Best methodology for information security risk assessment

1. What is the best methodology for an information security risk assessment?

Please note that there is no single answer for this question because the “best” methodology will depend on many variables like business context, objectives, internal culture, etc. You can even write your own methodology if you want.

Now, the most commonly used methodology for information security risk assessment is the asset-threat-vulnerability approach, mostly because it was part of the previous version of ISO 27001.

For further information, see:

• How to write ISO 27001 risk assessment methodology https://advisera.com/27001academy/knowledgebase/write-iso-27001-risk-assessment-methodology/
• ISO 27001 risk assessment: How to match assets, threats, and vulnerabilities https://advisera.com/27001academy/knowledgebase/iso-27001-risk-assessment-how-to-match-assets-threats-and-vulnerabilities/

To see how risk assessment and risk treatment documents (including the Statement of Applicability) compliant with ISO 27001 look like, please see the free demos of this toolkit: https://advisera.com/27001academy/iso-27001-22301-risk-assessment-toolkit/

2. How to ensure if privacy principles are dealt with in accordance with relevant legislation and regulations? If the client says that he is performing an assessment to ensure he is in line with the DPA, is this information enough to make him compliant with clause 18.1.4?

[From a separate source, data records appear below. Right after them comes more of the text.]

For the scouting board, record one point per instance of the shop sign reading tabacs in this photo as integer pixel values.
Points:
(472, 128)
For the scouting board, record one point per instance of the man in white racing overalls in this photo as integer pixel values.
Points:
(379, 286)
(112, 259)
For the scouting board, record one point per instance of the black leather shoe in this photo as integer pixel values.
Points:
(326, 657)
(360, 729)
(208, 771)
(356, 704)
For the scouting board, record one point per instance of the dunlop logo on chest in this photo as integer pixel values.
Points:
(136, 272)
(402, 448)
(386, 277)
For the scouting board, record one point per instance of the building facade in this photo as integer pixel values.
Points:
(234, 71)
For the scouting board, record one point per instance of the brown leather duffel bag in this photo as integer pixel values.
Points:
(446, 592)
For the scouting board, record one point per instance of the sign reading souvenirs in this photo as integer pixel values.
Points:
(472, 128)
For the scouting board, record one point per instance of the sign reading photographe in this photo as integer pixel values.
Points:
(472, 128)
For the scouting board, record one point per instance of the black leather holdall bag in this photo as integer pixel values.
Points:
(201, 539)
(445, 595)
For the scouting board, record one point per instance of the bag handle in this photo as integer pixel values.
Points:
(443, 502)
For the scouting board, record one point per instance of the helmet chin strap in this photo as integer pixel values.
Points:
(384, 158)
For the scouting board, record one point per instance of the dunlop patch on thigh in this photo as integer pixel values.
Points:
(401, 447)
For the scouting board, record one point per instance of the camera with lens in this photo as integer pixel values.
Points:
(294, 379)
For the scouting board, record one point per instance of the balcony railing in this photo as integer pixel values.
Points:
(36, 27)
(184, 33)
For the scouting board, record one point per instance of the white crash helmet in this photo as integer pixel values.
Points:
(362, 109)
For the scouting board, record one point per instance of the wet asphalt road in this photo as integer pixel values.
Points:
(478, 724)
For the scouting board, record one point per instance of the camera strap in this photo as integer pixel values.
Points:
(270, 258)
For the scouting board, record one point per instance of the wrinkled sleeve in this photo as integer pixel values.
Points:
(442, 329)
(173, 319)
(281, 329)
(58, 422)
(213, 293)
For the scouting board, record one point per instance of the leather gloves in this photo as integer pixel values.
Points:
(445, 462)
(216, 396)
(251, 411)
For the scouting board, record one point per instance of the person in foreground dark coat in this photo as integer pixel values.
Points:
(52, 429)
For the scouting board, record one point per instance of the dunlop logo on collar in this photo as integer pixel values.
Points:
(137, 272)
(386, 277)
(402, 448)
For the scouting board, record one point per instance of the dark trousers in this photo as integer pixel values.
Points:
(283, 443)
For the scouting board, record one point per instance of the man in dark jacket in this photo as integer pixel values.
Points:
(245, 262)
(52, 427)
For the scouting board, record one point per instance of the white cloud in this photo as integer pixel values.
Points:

Please note that control A.18.1.4 (Privacy and protection of personally identifiable information) requires PII to be protected as required by relevant applicable legislation and regulation, and to evidence conformity, with the control the client needs to present not only which legislation and regulation he/she must comply with, but also which controls are implemented and evidence that the control is performing as expected. 

For example, if legislation requires information availability, then the client has to say how compliance is ensured (e.g., by implementing a backup policy), and presents evidence that the control is implemented (e.g., by showing backup generation logs and backup test results). So, only by stating that assessment is performed is not enough to provide evidence of compliance with control A.18.1.4.